Adjusted for age, gender, race, marital status, active-duty status, sponsor branch, year of diagnosis, tumour grade, tumour stage, number of lymph nodes examined and nodal status while the stratification variable (e.g. age) was not adjusted in the corresponding stratified analysis (e.g. stratified analysis by age). Chemotherapy was adjusted for.
Discussion and Conclusions
Our study in a universal healthcare system found no association between tumour size and overall survival in node-positive colon cancer patients after adjustment for potential confounders. This finding persisted despite age or lymph node status.
Our findings differ from those in the study by Muralidhar et al,[6] in which very small tumours (<5mm) in node-positive colon cancer were associated with worse cancer-specific survival compared with larger tumours. The authors hypothesized that small tumours with lymph node involvement may signify more aggressive tumour biology. However, as chemotherapy data were not available in SEER, they were unable to assess the effects of chemotherapy, which is a standard treatment recommended for colon cancer patients with lymph node involvement and improves survival among them.[9,10] In our Cox model, we adjusted for chemotherapy and found that very small tumour size was not related to worse overall survival. The results remained similar after chemotherapy was excluded from the model, suggesting the minimum impact of adjuvant chemotherapy on the relationship between tumour size and survival. It is noteworthy that the outcome of our study was all-cause death, rather than cancer-specific death used in the study of Muralidhar et al.[6] Thus, the results may not be directly comparable because all-cause death may also result from factors other than tumour size.

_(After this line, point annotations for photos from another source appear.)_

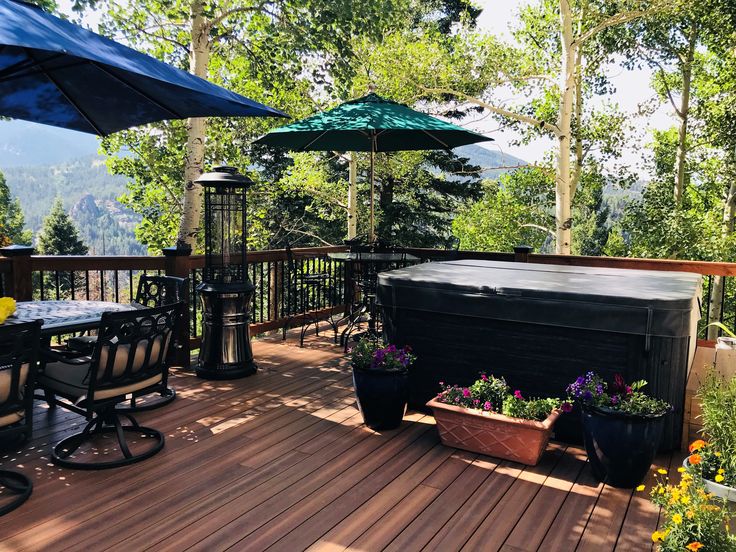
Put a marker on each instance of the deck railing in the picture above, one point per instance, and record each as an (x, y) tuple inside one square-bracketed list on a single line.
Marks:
[(26, 276)]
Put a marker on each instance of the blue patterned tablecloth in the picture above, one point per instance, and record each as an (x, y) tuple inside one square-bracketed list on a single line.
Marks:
[(66, 316)]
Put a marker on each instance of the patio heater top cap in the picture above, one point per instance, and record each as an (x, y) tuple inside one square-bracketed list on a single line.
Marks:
[(225, 177)]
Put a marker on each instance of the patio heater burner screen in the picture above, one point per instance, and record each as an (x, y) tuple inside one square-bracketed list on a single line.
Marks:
[(225, 291)]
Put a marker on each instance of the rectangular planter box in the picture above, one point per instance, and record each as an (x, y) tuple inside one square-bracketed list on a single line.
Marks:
[(541, 326), (493, 434)]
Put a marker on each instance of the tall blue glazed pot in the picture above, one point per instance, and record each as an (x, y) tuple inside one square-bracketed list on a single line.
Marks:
[(620, 447)]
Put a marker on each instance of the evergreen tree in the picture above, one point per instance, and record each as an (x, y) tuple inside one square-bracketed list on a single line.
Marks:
[(59, 235), (12, 222)]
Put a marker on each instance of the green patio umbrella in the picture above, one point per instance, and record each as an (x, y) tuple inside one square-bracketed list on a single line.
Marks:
[(373, 124)]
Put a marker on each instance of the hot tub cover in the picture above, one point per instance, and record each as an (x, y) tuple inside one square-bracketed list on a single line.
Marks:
[(642, 302)]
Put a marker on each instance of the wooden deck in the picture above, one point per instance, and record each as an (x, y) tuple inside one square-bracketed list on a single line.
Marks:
[(280, 461)]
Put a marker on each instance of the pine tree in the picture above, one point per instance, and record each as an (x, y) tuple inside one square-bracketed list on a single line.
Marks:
[(12, 222), (59, 234)]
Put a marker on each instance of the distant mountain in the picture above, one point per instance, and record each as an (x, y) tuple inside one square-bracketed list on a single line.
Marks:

The current study has the following strengths. First, to the best of our knowledge, our study is the first one in a universal healthcare system and therefore the effects of factors related to access to care, which are associated with both tumour size at diagnosis and survival, may be minimized. Second, our data contain information on chemotherapy, which is important for treatment of tumours with node involvement but unavailable in the SEER data for public use, allowing for assessing its potential effects on the relationship between tumour size and survival. Our study also had limitations. First, as mentioned, our study outcome was overall survival rather than cancer-specific survival and thus we do not exclude the effects of other factors on the study outcome. Due to incomplete information on comorbidities from the cancer registry data, we were unable to assess if comorbid conditions might have affected the study results. Second, chemotherapy data from the cancer registry do not contain detailed information such as drugs used and time interval between diagnosis and treatment, and thus its residual effects on the study findings cannot be excluded. Finally, sample sizes were relatively small especially for the group with very small tumours and therefore the study power might be low for the group.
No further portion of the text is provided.